In my rereading kick, I recently picked up A Fortunate Age by Joanna Smith Rakoff, a novel that came out about a year ago. The book follows the lives of Lil Roth, Sadie Peregrine, Beth Bernstein, Tal Morgenthal, Dave Kohane, and Emily Kaplan, a group of friends living in New York City and takes place mostly between 1998 and 2002. They all met when they attended and graduated from Oberlin College. Each is born to a prosperous family, and each tries to get away from their own affluence to become musicians, actors, artists, or English professors. The novel captures the jaded prosperity of the late 90s, leading into the sobering up of America with 9/11.
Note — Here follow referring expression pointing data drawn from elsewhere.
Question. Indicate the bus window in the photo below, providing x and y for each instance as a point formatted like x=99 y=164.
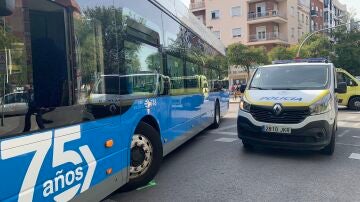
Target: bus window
x=36 y=66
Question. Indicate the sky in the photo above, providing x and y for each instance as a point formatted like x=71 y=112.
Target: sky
x=353 y=5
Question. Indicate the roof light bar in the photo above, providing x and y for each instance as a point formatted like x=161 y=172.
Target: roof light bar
x=307 y=60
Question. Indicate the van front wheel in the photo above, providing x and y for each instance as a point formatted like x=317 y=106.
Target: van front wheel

The book opens with the marriage of Lil Roth to Tuck Hayes, a man relatively unknown to the rest of the group. Lil is the first to get married or even embrace any real notion of commitment among the group. While I cannot say Lil is the main character in the book, her disastrous marriage to egotistical slacker Tuck coupled with her strange behavior, often makes her a topic of conversation among the others. The novel also opens and closes with events around Lil. My favorite quote about Lil:

She was a perfect, devoted obsessively attentive friend who could spend hours dissecting Emily's or Sadie's or Dave's problems; who always remembered birthdays and bought too many perfectly chosen gifts; who would meet for coffee at the drop of a hat- and yet over the years somehow those virtues had hardened into something akin to flaws. The light of her affection shined too brightly for any one friend to bear...

Besides Lil, each friend "grows up," moving beyond their own hang-ups and neuroses to finally embrace a more adult life. This seems perfectly set up with pre-9/11 New York City, when people were rather jaded in their own affluence. September 11, 2001 becomes a subtle turning point for all the characters. Sadie says about her life before when she finds herself unexpectedly pregnant: "Everything just feels so pointless. . . . It’s all, like, where are we going to eat for dinner? What movie are we going to see? . . . There’s no urgency to anything. No reason for anything.”
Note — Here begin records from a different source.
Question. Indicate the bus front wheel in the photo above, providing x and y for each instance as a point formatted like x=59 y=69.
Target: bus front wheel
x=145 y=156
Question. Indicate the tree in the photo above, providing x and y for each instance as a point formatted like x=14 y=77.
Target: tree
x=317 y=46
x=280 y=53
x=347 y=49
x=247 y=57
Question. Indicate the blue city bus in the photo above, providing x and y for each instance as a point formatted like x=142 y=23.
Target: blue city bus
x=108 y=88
My only criticism for the book that when each character makes the leap into adulthood, it all looks the same: urban NYC parents with spouse, kids and a co-op. It would have been more interesting if one or two of them had grown into something slightly different, yet still resembling a more responsible life. 2 1/2 stars

1 comment:

  1. A side note: I think one reason I was drawn to this novel in particular was that I actually lived in New York City for the better part of 2000, so I remember the city well just before 9/11. For a time, I actually lived about 2 blocks from the World Trade Center. Also, the picture is of the author, Joanna Smith Rakoff.